As mentioned, io_uring manages file descriptors for the users and lets them know when one or more of them are ready.

Each io_uring instance is composed of two ring buffers - the submission queue and the completion queue.

To register interest in a file descriptor, you add an SQE to the tail of the submission queue. Adding to the submission queue doesn’t automatically send the requests to the kernel, you need to submit it via the io_uring_enter system call. Io_uring supports batching by allowing you to add multiple SQEs to the ring before submitting.

The kernel processes the submitted entries and adds completion queue events (CQEs) to the completion queue when it is ready. While the order of the CQEs might not match the order of the SQEs, there will be one CQE for each SQE, which you can identify by providing user data.

The user can then check the CQE to see if there are any completed I/O operations.

Using io_uring for TcpListener

Let’s look at how we can use IoUring to manage the accept operation for a TcpListener.
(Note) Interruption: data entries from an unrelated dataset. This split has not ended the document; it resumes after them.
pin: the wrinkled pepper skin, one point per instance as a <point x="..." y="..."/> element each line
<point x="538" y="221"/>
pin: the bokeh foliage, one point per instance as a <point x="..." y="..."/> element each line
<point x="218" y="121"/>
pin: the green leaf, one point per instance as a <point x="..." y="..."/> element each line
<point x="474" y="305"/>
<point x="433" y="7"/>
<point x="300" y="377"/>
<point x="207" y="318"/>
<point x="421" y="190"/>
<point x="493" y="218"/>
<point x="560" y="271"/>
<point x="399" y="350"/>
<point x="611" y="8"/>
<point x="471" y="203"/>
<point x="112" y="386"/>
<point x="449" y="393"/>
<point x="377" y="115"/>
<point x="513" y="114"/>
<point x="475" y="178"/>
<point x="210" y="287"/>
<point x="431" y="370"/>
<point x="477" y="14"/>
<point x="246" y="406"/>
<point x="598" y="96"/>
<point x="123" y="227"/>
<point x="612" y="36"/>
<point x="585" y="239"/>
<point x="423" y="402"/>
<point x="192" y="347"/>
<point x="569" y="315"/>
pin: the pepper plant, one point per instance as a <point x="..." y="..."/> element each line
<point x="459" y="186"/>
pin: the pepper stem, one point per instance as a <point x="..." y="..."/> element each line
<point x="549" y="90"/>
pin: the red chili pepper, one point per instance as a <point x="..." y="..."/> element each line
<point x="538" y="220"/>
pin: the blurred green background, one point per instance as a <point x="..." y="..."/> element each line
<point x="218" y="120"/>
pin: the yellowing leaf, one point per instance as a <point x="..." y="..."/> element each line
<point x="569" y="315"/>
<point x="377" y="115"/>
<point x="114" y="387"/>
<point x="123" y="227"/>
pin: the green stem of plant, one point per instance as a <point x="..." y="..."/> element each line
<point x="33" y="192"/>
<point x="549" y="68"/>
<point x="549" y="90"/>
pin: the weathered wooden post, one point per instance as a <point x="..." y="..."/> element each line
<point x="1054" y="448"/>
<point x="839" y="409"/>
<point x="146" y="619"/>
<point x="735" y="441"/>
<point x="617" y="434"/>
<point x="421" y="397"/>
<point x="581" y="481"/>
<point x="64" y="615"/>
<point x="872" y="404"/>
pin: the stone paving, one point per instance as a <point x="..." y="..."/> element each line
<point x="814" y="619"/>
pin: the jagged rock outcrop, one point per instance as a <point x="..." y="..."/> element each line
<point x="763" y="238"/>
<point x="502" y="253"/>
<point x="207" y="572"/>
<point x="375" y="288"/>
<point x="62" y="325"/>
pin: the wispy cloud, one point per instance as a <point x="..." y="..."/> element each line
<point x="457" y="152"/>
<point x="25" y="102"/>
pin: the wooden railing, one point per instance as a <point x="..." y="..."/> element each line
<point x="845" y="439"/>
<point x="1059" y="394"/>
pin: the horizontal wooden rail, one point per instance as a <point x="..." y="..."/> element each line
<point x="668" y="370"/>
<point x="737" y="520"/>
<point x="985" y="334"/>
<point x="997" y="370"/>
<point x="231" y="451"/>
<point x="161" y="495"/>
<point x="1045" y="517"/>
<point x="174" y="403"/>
We will be using the iou crate, a library built on top of liburing, to create and interact with io_uring instances.

#![allow(unused)]
fn main() {
let l = std::net::TcpListener::bind("127.0.0.1:8080").unwrap();
l.set_nonblocking(true).unwrap();
let mut ring = iou::IoUring::new(2).unwrap();

unsafe {
    let mut sqe = ring.prepare_sqe().expect("failed to get sqe");
    sqe.prep_poll_add(l.as_raw_fd(), iou::sqe::PollFlags::POLLIN);
    sqe.set_user_data(0xDEADBEEF);
    ring.submit_sqes().unwrap();
}
l.accept();
let cqe = ring.wait_for_cqe().unwrap();
assert_eq!(cqe.user_data(), 0xDEADBEEF);
}

In this example, we first create a [TcpListener](<https://doc.rust-lang.org/stable/std/net/struct.TcpListener.html>) and set it to non-blocking. Next, we create an io_uring instance. We then register interest in the socket’s file descriptor by making a call to prep_poll_add (a wrapper around Linux’s io_uring_prep_poll_add call). This adds a SQE entry to the submission queue which will trigger a CQE to be posted when there is data to be read.

We then call accept to accept any incoming TCP connections. Finally, we call wait_for_cqe, which returns the next CQE, blocking the thread until one is ready if necessary. If we wanted to avoid blocking the thread in this example, we could’ve called peek_for_cqe which peeks for any completed CQE without blocking.

Efficiently Checking the CQE

You might be wondering - if we potentially need to call peek_for_cqe() repeatedly until it is ready, how is this different from calling listener.accept() repeatedly?

The difference is that accept is a system call while peek_for_cqe, which calls io_uring_peek_batch_cqe under the hood, is not a system call. This is due to the unique property of io_uring such that the completion ring buffer is shared between the kernel and the user space. This allows you to efficiently check the status of completed I/O operations.